Je rêve de cette conversation, mais au lieu de ça, quand je vais rentrer en France et qu’à l’occasion d’un dîner, on va comprendre que je suis branchée Arabie Saoudite, on va me regarder atterré, on va me parler droits de l’homme, on va me ressortir Khashoggi, on va me parler du Yémen, on va m’asséner des vérités teintées de pas mal d’ignorance. On va donner dans l’outrage, on va faire dans l’indignation, on est très fort pour ça en France.

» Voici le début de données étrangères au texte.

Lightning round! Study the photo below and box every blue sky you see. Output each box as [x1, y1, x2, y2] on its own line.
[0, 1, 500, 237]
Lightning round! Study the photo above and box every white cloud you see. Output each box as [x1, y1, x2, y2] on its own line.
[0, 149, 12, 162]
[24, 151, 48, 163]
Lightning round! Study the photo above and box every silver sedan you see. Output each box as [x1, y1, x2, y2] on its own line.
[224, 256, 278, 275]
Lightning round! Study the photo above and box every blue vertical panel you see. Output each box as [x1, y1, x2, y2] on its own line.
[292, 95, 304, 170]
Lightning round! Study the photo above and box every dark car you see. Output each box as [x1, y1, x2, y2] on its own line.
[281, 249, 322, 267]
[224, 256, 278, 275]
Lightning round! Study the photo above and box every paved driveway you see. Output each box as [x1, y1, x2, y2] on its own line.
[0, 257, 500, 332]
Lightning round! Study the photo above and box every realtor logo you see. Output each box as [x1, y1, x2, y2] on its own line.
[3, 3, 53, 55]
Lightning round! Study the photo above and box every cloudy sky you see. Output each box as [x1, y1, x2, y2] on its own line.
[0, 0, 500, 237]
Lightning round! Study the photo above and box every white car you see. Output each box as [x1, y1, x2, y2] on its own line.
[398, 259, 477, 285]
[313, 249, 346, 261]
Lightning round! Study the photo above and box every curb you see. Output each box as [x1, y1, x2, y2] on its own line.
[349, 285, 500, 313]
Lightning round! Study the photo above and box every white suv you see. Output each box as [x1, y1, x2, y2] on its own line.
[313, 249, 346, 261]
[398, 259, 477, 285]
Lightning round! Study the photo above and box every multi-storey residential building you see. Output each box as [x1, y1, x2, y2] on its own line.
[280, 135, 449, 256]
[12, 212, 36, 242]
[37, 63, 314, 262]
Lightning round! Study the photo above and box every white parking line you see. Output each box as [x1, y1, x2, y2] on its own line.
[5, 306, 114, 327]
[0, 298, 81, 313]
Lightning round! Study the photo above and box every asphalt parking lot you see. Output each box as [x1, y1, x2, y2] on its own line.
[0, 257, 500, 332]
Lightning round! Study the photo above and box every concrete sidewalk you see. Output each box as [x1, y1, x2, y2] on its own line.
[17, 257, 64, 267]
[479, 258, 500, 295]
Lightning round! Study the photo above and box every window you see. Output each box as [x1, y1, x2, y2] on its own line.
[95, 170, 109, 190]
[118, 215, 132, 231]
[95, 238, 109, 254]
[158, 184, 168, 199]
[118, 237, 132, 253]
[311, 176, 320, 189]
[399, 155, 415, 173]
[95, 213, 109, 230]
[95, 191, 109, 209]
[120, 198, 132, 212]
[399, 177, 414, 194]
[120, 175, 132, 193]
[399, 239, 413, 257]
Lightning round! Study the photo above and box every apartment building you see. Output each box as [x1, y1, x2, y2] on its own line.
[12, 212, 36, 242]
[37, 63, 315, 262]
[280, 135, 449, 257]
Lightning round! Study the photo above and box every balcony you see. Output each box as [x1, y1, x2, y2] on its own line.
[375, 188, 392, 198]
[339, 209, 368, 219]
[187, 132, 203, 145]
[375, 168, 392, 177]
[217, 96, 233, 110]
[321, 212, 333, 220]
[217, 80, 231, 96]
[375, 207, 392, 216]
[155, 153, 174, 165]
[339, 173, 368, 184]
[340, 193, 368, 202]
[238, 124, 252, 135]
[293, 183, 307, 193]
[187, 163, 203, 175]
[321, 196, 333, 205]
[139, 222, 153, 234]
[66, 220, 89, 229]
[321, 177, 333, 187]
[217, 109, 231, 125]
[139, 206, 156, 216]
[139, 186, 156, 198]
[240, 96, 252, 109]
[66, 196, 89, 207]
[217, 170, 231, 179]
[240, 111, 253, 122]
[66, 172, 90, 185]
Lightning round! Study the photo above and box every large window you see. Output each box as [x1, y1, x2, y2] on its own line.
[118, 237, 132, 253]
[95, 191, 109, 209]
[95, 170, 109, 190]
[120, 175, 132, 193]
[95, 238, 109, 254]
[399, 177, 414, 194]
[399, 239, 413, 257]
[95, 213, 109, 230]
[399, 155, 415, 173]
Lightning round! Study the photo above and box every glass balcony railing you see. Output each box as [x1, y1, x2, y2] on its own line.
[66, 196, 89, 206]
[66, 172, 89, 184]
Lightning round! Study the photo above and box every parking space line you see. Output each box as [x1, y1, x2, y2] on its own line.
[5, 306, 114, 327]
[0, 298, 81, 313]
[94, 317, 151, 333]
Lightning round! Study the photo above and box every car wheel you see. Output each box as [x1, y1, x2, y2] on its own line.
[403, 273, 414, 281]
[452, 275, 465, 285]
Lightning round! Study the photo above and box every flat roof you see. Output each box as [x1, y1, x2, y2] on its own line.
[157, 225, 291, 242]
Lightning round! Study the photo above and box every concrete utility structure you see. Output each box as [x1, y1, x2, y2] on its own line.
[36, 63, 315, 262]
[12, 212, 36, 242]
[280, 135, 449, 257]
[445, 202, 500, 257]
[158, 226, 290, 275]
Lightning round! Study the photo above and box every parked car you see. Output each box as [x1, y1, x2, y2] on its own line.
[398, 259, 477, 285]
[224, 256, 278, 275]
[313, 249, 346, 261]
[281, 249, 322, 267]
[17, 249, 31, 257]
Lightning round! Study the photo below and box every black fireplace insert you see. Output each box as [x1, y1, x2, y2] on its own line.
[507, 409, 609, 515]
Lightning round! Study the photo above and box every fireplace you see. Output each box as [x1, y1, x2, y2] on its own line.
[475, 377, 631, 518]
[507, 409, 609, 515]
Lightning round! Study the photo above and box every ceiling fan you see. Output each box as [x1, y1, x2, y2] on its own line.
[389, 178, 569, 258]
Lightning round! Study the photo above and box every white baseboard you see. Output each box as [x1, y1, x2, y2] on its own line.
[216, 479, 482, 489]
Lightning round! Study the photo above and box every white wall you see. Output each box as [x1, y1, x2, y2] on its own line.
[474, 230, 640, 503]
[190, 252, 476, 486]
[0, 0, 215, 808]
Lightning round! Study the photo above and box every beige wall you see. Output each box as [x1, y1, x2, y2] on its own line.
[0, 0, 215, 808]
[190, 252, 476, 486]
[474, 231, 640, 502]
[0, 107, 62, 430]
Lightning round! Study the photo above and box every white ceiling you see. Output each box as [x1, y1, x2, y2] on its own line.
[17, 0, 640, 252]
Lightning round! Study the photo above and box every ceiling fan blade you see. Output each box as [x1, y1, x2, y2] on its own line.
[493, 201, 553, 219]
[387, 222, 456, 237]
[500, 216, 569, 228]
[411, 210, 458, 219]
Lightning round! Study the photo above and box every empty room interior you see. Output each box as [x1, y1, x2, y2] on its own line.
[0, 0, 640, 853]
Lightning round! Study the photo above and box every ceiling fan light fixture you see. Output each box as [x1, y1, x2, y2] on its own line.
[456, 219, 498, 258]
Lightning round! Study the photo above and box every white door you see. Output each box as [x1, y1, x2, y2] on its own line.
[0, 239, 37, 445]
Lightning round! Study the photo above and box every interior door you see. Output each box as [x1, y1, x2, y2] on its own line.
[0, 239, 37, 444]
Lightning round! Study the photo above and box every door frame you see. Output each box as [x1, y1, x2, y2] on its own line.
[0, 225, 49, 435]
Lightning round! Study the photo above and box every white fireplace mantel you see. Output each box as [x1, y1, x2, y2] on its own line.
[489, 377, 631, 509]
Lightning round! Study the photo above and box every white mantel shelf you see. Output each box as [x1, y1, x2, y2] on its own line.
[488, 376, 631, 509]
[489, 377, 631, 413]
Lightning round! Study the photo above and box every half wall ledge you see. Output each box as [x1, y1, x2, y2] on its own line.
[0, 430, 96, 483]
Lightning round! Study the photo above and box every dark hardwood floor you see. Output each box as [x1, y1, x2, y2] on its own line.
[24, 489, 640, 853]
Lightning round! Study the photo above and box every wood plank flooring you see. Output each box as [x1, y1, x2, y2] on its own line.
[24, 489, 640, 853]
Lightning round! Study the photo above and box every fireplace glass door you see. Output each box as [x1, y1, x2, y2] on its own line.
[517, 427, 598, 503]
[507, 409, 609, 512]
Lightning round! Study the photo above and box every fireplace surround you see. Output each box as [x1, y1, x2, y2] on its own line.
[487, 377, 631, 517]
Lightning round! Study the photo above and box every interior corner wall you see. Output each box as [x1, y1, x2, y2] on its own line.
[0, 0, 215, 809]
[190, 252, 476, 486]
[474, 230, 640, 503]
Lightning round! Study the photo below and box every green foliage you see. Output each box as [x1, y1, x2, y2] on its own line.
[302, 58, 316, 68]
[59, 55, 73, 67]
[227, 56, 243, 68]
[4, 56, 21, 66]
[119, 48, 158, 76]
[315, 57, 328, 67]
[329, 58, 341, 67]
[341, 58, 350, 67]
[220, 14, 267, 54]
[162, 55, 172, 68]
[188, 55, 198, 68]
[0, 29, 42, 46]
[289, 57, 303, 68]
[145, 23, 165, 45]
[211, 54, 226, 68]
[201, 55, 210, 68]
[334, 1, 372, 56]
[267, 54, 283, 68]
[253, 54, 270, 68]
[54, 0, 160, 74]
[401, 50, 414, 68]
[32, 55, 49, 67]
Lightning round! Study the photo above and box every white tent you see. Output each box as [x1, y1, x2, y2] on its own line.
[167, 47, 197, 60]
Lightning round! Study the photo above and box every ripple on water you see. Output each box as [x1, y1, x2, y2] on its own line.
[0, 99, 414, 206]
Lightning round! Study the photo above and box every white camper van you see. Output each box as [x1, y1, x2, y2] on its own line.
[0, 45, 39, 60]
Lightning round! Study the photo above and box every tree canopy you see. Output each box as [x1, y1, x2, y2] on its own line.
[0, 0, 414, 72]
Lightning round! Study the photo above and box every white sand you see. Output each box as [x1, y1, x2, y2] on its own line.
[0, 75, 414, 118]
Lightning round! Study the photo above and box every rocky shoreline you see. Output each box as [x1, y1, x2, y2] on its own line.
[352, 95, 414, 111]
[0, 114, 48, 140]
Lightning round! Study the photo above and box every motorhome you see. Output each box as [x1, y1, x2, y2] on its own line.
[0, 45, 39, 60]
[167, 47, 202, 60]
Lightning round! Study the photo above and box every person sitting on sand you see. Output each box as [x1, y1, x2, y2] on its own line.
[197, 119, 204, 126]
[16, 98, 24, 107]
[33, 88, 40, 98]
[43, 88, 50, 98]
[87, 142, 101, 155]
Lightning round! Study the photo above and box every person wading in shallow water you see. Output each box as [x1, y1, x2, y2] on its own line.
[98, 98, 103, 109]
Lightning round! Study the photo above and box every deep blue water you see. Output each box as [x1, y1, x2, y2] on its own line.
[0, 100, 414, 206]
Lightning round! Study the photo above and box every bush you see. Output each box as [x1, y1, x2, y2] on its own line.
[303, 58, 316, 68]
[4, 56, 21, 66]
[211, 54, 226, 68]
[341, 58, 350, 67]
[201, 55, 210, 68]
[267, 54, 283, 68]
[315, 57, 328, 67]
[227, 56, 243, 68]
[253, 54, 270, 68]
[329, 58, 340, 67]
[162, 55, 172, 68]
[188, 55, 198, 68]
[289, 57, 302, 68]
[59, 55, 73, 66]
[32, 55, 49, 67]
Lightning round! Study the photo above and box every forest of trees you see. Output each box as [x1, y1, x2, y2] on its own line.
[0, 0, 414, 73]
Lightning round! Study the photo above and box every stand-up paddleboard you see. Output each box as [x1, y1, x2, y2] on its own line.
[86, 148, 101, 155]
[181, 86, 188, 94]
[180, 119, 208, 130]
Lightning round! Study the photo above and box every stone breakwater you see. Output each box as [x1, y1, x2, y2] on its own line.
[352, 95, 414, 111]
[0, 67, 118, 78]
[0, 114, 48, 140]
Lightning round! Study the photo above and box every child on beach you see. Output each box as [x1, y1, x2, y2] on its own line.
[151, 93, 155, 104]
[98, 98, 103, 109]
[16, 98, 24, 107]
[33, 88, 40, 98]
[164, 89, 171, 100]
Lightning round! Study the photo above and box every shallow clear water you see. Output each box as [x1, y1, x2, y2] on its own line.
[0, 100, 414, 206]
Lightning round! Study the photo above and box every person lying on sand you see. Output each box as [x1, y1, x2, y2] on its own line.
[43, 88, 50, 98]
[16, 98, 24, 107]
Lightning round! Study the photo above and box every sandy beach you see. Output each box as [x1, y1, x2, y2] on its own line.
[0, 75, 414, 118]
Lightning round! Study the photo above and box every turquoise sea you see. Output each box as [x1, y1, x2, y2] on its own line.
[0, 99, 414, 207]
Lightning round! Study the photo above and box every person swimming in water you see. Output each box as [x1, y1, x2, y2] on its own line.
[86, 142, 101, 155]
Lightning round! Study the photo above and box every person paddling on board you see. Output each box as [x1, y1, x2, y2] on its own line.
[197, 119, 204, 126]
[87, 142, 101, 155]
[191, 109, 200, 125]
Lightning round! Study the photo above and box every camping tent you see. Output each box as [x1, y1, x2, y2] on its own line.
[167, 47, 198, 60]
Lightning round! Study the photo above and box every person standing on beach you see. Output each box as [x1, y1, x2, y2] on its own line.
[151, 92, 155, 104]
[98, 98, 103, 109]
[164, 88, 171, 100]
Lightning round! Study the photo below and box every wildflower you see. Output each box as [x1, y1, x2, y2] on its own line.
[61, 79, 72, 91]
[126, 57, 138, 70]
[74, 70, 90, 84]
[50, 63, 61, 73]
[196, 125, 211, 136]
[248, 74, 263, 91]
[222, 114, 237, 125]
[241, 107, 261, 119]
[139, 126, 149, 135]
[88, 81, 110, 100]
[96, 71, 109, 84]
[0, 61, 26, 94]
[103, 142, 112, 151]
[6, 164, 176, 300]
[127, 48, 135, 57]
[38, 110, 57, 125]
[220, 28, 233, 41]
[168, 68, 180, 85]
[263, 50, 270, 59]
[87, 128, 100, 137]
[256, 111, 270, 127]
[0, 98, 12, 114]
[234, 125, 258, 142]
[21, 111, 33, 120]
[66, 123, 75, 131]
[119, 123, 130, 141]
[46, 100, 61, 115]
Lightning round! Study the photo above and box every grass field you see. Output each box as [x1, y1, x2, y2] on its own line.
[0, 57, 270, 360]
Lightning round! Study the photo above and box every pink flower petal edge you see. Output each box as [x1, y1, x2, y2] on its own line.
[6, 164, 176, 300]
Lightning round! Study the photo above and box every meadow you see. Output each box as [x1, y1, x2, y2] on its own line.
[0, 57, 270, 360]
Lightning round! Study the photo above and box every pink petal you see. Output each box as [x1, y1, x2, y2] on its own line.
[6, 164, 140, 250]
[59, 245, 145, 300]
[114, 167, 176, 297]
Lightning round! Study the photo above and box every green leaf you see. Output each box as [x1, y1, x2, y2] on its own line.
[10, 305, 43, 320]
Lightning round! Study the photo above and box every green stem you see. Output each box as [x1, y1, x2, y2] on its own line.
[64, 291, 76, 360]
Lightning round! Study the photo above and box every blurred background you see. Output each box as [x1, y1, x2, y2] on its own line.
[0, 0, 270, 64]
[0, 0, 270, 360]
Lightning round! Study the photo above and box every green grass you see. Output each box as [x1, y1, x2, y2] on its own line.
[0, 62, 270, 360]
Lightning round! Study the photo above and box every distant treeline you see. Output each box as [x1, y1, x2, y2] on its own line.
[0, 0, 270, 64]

L’année dernière, un déjeuner chez une amie a failli mal tourner comme ça. J’ai bien vu que cette femme avait eu envie de m’en coller une. Il y a deux ans, quelqu’un que je connais depuis 15 ans m’a accusée d’être payée pour faire de l’influence digitale. « Mais vas-y, avoue ! » m’avait-t-il dit. Quand j'avais nié etre payée, il m'avait virée de ses amis sur Facebook. Il y a trois ans, un ami pourtant cultive m’avait dit que puisque je persistais à ne pas considérer les Saoudiens comme l'incarnation du mal, ce n’était plus la peine qu’on se parle.
Vraiment, je voudrais que les Saoudiens remettent un peu d’ordre dans leur image, déjà ne serait-ce qu’en raison des conséquences fâcheuses que ça a sur ma vie à moi.
Dieu sait que ce n'est pas mon genre mais parfois, je suis tentée de virer dans le cynisme pendant ces diners. Je passe ma vie à essayer de comprendre l’Arabie Saoudite d’aujourdhui, mais t’as raison, explique moi ce que tu as lu dans « 20 minutes » vas-y, ça m’intéresse. Ou sinon, vas-y, parle-moi des travers de l’Arabie Saoudite des années 80, pas de souci. Je me ressers un verre de rosé pendant que tu parles, ça dérange pas ?
Je pourrais en rigoler, mais je sais que ce n'est pas une solution.
En professionnelle du marketing et de la
communication, si mon avis les intéressait, je dirais aux Saoudiens que pour
changer leur image, cette piste des princes et du glamour, ça se
regarde.
On ne va pas se mentir, il y aurait un peu de boulot pour en faire des icones. S’assurer qu’ils soient habillés exactement comme il faut, s’assurer qu’ils aillent en vacances là où il faut. S’assurer qu’on
les voit, décontractés et souriants. S’assurer aussi que tout ça suive côté saoudien et qu’on n’aille pas leur reprocher de passer du temps à l’étranger.
S’assurer qu’on comprenne que d’aller faire le jolicoeur à la Mostra de Venise, ce n’est pas juste pour le plaisir d’aller causer avec des actrices (mais bon, si l'un d'eux avait l’heur
de plaire à Jessica Chastain, ça arrangerait quand même bien les affaires du royaume.)
A vue de nez, les
Saoudiens sont assis là sur une mine. Une mine de trentenaires bien
faits de leur personne, intelligents, souriants, bien élevés, une mine
de gendres idéaux. De l’or en barre. Si mon avis intéressait les
Saoudiens, je leur dirais qu’il faut convaincre les gens que le prince
charmant est peut-être saoudien, et ma foi, s'il faut, je veux bien payer de ma personne. Make Saudi Arabia glamorous again. Mais vous me voyez aller expliquer ça aux Saoudiens, vous me voyez leur expliquer ces conversations de poule à la terrasse des cafés.
C’est pas facile tous les jours d’être une fille, vous savez. C’est sûrement pas facile non plus tous les jours d’être un prince saoudien.